- Cape Cod Baseball League President
- Born: January 31, 1949

= Judy Walden Scarafile =

Judith Walden Scarafile (born January 31, 1949) is the former president of the Cape Cod Baseball League (CCBL), serving from 1991 to 2015. She is featured in the Diamond Dreams exhibit of the National Baseball Hall of Fame and Museum in Cooperstown, New York.

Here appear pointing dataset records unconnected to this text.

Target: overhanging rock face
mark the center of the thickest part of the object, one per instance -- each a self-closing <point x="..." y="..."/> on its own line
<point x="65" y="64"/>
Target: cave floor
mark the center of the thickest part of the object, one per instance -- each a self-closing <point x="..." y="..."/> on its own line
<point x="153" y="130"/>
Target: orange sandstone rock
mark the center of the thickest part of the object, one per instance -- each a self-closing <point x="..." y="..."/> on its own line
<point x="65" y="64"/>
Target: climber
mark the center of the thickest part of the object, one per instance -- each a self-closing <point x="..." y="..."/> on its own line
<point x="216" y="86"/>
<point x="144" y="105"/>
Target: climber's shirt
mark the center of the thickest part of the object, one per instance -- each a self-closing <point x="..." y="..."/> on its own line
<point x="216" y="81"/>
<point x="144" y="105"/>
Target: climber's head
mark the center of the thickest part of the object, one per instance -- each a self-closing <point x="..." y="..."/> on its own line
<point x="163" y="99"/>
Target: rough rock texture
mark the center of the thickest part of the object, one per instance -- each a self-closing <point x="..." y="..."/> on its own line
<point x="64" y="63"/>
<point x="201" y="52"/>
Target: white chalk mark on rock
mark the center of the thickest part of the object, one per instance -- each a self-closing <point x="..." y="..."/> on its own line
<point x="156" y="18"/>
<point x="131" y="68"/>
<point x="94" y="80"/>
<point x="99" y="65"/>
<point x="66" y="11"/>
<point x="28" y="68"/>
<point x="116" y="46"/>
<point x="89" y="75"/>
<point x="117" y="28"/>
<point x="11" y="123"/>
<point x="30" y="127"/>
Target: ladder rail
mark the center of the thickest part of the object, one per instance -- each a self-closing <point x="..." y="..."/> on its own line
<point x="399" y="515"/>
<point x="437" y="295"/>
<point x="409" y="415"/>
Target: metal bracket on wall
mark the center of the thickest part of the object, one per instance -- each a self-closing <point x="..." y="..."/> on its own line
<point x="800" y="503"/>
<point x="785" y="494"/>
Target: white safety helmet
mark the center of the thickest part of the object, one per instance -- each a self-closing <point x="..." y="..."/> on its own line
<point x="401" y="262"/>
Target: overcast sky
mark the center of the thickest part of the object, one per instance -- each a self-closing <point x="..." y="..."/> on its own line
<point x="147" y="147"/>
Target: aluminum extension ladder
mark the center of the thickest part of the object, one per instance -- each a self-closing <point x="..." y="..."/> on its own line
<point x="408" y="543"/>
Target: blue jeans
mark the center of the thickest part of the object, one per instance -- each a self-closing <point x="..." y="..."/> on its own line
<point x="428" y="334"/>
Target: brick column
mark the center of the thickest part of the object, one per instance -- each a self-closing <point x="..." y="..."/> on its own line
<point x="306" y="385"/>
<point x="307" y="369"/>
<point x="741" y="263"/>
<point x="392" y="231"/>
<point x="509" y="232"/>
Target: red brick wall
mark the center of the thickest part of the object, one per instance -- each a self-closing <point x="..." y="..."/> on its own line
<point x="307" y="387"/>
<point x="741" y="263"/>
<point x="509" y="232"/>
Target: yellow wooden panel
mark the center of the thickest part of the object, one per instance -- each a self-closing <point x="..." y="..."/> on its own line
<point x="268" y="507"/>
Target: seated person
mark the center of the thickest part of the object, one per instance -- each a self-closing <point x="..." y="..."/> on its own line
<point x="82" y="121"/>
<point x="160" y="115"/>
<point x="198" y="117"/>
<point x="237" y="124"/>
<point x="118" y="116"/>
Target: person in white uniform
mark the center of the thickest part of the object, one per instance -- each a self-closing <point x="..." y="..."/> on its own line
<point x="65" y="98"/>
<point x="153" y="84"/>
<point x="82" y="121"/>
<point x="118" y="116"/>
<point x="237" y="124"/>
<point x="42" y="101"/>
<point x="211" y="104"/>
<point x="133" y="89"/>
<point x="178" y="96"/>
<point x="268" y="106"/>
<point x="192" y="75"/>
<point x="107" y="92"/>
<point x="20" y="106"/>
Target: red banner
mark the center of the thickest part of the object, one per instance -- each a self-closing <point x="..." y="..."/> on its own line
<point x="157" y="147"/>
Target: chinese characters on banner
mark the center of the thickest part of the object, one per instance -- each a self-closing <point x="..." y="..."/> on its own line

A graduate of the University of Connecticut and Massachusetts College of Pharmacy and Health Sciences, Scarafile joined the Cape Cod League as an official scorer while a student at Connecticut, and became publicity assistant to league executive Dick Bresciani. She soon rose to other positions in the league, including publicist, secretary, deputy commissioner, and vice president, prior to being appointed president in 1991. Under her leadership the league experienced a period of sustained development, procured dozens of major corporate sponsors, and saw hundreds of its collegiate players go on to careers in Major League Baseball. As a member of the Yawkey Foundation board of trustees, Scarafile was instrumental in securing major field improvement grants for each of the CCBL home ballparks. Along the way, she received numerous awards and accolades, and was inducted into the CCBL Hall of Fame in 2003. Scarafile retired as CCBL president in 2015 after 46 years with the league.

The CCBL's first female president, Scarafile was honored in 2010 by the National Baseball Hall of Fame and Museum with inclusion in the museum's Diamond Dreams exhibit, which highlights stories of pioneering women in baseball. One of Scarafile's early challenges came while serving as the league's official scorer, covering the 1970 CCBL all-star game at Yankee Stadium. Shortly before game time, stadium security informed her that she could not remain in the press box area, which at the time was reserved for men only. In 2016, the baseball field at McKeon Park, home of the CCBL's Hyannis Harbor Hawks, was named in her honor.